According to Mike Ward, that ‘Eureka moment’ came alongside the understanding that the way that sports content was being created and consumed was changing rapidly.

“The established way of providing graphics was fine for top-tier broadcasters like Sky doing Monday Night Football but outside that sphere, or if you needed to scale-up an operation to operate multiple channels, the legacy broadcast graphics systems weren’t ideal.” he said.

The outcome of the resulting discussions and collaboration between some of the most experienced individuals and companies in the world of live graphics, was the development of Singular.live, a native cloud platform that allows users to create and control custom graphics from a web browser.

Singular.live works seamlessly with OBS – used by the majority of Twitch streamers – Vmix, EasyLive and Grabyo, as well as the latest Sony Virtual Production platform, Grass Valley AMPP, Amagi CloudPort Live and most other cloud-based video production and playout products.

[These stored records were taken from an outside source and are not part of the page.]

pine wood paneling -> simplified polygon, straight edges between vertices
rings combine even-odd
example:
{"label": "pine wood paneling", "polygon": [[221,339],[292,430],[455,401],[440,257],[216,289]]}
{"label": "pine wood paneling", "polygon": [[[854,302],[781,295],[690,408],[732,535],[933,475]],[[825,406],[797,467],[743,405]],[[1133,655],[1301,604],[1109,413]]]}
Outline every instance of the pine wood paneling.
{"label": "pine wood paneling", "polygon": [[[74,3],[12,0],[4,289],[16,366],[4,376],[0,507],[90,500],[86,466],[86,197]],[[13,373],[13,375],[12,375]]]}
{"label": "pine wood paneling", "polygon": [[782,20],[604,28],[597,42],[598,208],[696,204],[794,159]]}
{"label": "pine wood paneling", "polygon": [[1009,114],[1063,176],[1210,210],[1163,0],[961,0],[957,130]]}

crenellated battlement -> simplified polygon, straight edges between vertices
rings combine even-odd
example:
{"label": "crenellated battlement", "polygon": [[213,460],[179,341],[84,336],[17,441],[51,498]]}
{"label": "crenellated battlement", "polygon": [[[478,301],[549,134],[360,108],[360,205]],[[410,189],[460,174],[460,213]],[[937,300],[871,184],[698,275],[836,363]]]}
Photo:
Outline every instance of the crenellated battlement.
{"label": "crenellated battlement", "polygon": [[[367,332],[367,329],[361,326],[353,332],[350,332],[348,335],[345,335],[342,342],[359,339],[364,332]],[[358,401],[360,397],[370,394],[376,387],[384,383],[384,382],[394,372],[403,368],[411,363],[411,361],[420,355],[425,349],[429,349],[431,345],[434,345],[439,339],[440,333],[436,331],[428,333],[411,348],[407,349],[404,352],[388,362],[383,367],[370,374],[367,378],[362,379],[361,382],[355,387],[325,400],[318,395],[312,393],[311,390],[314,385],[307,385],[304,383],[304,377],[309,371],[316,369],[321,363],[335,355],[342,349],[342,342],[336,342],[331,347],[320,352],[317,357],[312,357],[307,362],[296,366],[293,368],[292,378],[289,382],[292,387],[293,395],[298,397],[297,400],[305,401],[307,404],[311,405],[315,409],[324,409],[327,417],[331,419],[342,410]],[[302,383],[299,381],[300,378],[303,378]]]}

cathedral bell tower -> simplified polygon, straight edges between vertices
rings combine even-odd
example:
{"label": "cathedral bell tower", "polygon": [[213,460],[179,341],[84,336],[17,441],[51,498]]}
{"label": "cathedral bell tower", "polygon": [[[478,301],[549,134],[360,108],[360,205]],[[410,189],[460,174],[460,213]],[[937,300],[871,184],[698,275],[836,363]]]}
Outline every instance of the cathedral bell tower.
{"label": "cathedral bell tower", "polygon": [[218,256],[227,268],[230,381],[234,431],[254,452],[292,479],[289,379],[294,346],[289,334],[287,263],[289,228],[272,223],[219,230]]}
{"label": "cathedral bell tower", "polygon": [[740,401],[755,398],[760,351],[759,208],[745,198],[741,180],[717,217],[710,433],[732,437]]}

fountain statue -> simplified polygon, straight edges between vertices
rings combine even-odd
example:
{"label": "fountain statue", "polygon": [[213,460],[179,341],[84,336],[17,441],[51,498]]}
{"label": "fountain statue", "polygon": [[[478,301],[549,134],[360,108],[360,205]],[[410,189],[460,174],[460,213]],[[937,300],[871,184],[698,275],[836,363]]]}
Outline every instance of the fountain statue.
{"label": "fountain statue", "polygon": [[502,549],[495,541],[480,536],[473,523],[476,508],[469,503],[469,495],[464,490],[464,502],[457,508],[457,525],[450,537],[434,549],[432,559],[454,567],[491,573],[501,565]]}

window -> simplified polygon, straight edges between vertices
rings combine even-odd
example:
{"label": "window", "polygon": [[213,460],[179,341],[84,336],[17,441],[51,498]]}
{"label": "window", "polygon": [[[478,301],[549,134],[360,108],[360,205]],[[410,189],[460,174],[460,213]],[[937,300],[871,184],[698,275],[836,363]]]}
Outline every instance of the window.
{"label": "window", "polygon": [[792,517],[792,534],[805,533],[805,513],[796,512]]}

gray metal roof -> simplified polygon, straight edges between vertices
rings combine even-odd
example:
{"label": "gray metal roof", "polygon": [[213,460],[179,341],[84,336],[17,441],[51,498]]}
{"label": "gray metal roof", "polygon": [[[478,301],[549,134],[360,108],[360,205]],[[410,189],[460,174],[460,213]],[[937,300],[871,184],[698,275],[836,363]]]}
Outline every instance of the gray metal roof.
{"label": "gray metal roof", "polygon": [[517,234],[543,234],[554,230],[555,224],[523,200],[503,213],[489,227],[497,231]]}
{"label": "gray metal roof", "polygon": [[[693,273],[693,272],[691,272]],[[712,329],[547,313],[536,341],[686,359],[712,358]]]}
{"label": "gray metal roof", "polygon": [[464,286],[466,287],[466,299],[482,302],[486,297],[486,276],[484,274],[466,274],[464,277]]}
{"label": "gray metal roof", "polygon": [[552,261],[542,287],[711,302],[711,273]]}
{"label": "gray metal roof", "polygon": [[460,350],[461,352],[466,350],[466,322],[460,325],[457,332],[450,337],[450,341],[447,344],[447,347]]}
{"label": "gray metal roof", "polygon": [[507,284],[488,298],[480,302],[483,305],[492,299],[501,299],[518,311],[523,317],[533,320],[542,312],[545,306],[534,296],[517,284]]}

“The powerful thing is that it is a platform with a full authoring environment. The things we say we can do are just those we have thought of to date, but our clients can author (other) uses and are using merchandising – buying through the graphics – and betting. The flexibility of an open platform with both a full authoring tool and APIs is incredible. Our customers are already doing things with Singular.live that we never imagined,” said Ward.

“Because all of our overlays are HTML we can render graphics onto video upstream in a traditional, linear model or client-side on the viewers’ device. That means it is possible to deliver different graphics for different audiences watching the same event, enabling localisation and personalisation of things like language, choice of stats or having different sponsors onscreen. Regardless of the type of graphic or where it is rendered, everything is created and defined in the same Singular.live authoring interface called Composer.

Singular.live currently has over 10,000 sign ups. Schools, houses of worship and other not-for-profits, can use Singular.live for free. At the same time Singular.live maintains a growing roster of Enterprise accounts, including many of the largest media companies in the world.

“Our users do a huge range of things from major sports events, to churches using graphics in their online services during lockdown, to a school in Hawaii which uses graphics in streaming its Spelling Bee,” Ward explained.

“Our approach is to be very collaborative and we currently have over 50 certified partners and are natively compatible with many more. We are very focused on the fact that we are an overlay graphics and engagement platform which is one part of the production pipeline and we rely on being compatible with the other parts. We want to make the graphics the best they can be and focus on that aspect alone,” he said.